Perfect, he thought.

He had found the shears on a small metal tray resting atop a wheeled dolly, like the sort dental hygienists use to wheel their supplies around examination rooms. There had been an assortment of picks, knives, scalpels and instruments there, all immaculate and glistening in the stark white light.

Perfect.

He felt no reservations about what he was about to  do. Nothing in his mind screamed at him to stop―not even the part of him that had been a seasoned police officer, a homicide detective, for more than fifteen years. She couldn’t pull her hand away, and he slipped the sharpened blades of the shears around her index finger.

She pleaded with him, her voice sodden and choked for breath, stifled around the ball. Paul flexed his hand, closing his fingers around the trigger grasp of the shears. He felt a moment of tension as the powerful blades closed, and then a sharp, wet, satisfying snict!
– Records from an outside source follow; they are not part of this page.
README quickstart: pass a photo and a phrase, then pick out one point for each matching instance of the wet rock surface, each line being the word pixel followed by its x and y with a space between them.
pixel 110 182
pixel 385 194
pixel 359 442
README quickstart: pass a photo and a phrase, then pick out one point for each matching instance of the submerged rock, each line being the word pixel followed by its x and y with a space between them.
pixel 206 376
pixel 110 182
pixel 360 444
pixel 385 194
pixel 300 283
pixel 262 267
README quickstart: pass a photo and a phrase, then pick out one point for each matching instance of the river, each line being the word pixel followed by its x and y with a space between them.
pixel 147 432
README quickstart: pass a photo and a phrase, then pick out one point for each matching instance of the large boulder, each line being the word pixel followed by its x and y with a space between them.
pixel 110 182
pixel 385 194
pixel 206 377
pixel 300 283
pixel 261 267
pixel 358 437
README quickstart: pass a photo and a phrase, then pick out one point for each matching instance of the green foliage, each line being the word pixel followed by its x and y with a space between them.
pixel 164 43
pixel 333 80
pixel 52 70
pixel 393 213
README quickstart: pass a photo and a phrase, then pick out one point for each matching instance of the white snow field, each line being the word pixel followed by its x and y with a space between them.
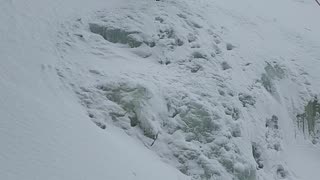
pixel 154 90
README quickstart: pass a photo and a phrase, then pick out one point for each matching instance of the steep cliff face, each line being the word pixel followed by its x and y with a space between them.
pixel 214 89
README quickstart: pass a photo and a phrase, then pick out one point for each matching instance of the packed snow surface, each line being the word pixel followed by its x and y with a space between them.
pixel 169 89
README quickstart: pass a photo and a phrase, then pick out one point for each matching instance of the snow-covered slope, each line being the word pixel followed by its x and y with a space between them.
pixel 213 89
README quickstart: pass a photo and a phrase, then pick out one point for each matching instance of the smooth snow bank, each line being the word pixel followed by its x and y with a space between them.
pixel 304 159
pixel 44 132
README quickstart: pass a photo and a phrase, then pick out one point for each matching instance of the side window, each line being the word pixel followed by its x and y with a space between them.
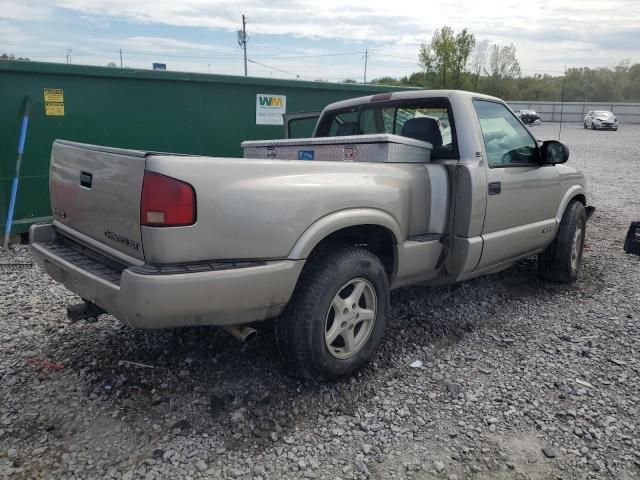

For a moment, less than a second, there was nothing but silence. And then he heard a soft whap as the length of her severed finger struck the concrete floor below, the faint scrape as the manicured tip of her fingernail hit the ground.

The girl began to scream. Nearly choked or not, garrote or not, she found the breath and voice to shriek hoarsely. She thrashed in the chair, shrugging her shoulders and when she tried to kick her feet, the line of piano wire whipped tightly. Her cry immediately dissolved into a strangled wheeze.